The Phosphorus Project tests nutrient availability in fields and showcases how to increase grower profitability.
Phosphorus is a key essential nutrient necessary to optimize healthy plant growth and yields. However, research shows that more than 50 percent of production acres are deficient in phosphorus.
Phosphorus is known for being a fixed macro-nutrient, which means it can’t easily move from soil to plant. Eighty-three percent of growers indicated they are concerned about phosphorus unavailability in their soils, and their increased fertilizer usage reflects those concerns. Each year an estimated 47 million tons of phosphate fertilizer is applied to fields globally to the tune of $41 billion. While we’re seeing an increase in the amount of phosphate fertilizer used, current phosphorus efficiency in grains is estimated to be less than 10 percent.
“Farmers are currently putting a lot of phosphorus on their fields, but the plant is only able to utilize a fraction of it,” says Steve Carlsen, Levesol and Crop Enhancement Manager with West Central Distribution. “Only one out of six growers are using a phosphorus efficiency product to help maximize that fertilizer uptake. This leaves a significant opportunity for both retailers and their growers to increase their yields and ROI for their business.”
The Phosphorus Project
In 2018, West Central Distribution launched a groundbreaking research project, called the Phosphorus Project, designed track how the right technology can help enhance phosphorus nutrient efficiency. Partnering with Climate FieldView™, West Central used digital technology to assess fields and determine the uptake rate of phosphorus and micronutrients throughout the growing season.

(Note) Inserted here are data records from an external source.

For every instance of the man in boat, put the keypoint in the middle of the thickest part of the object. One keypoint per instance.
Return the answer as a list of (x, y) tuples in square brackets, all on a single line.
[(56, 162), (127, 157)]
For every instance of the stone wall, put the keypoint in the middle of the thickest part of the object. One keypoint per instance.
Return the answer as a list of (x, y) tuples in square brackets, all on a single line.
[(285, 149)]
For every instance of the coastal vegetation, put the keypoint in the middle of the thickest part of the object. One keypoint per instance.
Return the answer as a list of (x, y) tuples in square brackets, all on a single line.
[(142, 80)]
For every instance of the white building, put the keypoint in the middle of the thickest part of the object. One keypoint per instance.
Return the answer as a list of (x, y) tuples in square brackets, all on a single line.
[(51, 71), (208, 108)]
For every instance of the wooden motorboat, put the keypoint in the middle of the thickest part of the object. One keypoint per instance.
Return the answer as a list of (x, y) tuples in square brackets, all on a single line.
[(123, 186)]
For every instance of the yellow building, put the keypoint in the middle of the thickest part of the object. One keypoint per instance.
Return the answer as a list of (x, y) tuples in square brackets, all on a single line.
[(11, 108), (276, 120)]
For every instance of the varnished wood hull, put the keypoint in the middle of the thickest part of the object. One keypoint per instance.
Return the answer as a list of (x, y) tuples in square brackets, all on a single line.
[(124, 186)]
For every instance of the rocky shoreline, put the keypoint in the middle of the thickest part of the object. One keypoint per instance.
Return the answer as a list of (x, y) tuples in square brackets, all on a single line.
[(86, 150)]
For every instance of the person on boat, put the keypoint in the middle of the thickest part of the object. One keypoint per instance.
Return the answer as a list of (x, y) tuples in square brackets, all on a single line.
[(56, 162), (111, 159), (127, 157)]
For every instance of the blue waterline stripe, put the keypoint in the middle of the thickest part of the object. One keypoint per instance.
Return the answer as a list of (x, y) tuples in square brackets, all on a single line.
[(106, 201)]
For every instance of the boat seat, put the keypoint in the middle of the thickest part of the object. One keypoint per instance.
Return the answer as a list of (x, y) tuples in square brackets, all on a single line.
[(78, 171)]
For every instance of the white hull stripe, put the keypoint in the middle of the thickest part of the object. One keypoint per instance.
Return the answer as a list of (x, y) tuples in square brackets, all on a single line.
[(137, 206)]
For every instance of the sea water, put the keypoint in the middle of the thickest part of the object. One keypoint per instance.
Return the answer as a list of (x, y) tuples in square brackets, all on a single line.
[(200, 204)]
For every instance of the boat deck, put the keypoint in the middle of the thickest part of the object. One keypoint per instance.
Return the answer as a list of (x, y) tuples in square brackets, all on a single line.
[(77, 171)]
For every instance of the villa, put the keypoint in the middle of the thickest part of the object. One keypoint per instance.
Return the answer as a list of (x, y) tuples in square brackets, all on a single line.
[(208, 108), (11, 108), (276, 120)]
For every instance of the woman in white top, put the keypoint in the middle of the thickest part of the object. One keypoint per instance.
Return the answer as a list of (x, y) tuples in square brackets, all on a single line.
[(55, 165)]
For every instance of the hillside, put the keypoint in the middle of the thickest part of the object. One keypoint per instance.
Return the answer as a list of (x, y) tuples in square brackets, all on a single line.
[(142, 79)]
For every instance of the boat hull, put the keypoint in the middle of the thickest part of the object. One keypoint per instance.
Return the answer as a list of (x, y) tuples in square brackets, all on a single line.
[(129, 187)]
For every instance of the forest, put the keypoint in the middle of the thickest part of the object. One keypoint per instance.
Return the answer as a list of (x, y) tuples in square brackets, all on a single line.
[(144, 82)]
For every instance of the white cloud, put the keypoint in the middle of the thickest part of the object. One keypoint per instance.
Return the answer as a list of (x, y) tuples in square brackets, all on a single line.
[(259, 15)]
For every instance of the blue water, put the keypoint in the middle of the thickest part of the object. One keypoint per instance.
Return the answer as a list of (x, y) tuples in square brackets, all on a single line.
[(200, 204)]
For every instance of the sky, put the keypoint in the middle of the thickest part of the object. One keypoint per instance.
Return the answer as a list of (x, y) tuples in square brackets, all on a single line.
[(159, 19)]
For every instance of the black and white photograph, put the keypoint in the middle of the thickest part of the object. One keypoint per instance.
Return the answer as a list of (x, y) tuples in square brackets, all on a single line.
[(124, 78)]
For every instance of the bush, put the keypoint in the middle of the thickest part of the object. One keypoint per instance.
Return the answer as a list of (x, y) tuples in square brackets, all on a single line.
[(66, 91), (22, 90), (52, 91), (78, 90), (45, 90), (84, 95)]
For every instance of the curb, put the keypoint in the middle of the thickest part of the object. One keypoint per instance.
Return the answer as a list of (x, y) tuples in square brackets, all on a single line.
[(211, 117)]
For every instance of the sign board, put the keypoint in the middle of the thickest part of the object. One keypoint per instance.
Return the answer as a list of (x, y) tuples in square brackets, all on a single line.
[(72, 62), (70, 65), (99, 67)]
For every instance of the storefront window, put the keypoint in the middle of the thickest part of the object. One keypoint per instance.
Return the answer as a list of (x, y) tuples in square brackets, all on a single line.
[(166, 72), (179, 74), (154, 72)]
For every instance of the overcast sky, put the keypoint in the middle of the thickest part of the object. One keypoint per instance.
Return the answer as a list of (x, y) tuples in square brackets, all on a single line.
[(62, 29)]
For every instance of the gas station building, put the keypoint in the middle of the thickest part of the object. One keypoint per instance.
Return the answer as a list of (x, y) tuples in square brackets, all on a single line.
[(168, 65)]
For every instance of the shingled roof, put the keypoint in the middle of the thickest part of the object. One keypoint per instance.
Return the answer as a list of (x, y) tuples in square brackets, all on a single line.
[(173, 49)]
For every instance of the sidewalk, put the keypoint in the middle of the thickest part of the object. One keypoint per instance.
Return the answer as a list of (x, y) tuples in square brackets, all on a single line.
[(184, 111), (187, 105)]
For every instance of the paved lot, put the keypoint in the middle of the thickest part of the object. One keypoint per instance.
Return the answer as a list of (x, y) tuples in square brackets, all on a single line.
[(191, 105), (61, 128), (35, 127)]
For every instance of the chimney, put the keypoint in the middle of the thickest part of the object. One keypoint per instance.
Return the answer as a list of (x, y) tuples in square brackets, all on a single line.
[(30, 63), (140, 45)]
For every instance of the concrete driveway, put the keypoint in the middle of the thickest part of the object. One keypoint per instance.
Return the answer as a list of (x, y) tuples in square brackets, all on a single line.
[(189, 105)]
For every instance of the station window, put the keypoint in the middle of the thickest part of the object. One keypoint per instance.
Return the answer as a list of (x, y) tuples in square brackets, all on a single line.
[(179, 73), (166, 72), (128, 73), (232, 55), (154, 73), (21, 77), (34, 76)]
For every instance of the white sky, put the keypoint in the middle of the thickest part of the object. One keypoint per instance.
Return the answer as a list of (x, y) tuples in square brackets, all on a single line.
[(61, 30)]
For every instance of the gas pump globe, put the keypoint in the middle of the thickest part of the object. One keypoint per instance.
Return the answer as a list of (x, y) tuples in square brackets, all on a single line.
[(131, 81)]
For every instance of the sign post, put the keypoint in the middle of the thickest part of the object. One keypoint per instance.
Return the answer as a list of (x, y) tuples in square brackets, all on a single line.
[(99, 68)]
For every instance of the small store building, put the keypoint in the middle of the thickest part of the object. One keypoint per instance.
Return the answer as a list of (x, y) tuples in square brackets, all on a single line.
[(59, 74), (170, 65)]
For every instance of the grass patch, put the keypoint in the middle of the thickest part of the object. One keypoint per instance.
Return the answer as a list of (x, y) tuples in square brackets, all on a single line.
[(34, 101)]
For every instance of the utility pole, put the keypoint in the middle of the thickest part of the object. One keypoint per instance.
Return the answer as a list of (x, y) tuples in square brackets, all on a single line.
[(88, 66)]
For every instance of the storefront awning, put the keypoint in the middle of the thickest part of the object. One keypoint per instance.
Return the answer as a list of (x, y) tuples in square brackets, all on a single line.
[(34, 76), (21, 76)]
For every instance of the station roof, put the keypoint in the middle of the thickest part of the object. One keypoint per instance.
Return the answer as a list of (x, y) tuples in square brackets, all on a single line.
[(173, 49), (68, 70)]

“Our retailer clients and their growers enrolled in the Phosphorus Project were challenged with using more efficient phosphorus management solutions,” Carlsen says. The Phosphorus Project enrolled 76 farmers, and 101 fields, in the 2018 challenge. Phosphorus availability on more than 7,400 acres in multiple states were monitored throughout the growing season using digital ag tools.
To participate, growers used Climate Fieldview to monitor their fields throughout the growing season, and ran trials using starter fertilizers like Levesol®, Levesol® Zn or Paralign®, against a control site using a local starter fertilizer.
Cumulative soil tests results show that when the Levesol family of products are incorporated into the starter fertilizer, phosphorus uptake into plants increased by an average of 80 percent, which equates to roughly $8.32 per acre. Micronutrients can also become fixed by phosphorus in the soil, so growers tracked the uptake of zinc as well. The study measured a 60 percent increase of zinc available to crops, which totaled about $8.96 per acre.
The bottom line for participants in the Phosphorus Project is that greater nutrient uptake translated to a significant increase in yields. In fields that have reported to date, Carlsen says that 78 percent showed a significant yield increase when Levesol family starter fertilizer was applied, compared to standard treatment. Average yield advantages for Levesol DFC and Levesol Zn are 15 bushels per acre for corn, and 4.7 bushels per acre for soybeans.
“By running the project across multiple states, crops, soil types and weather patterns, we were able to build a compelling story for the agronomic benefits of starter fertilizer tools and phosphorus enhancement products in the Levesol family,” Carlsen says. “These trials helped to build customer confidence and gave us greater understanding of how our ortho-ortho Levesol technology performs in different soil conditions.”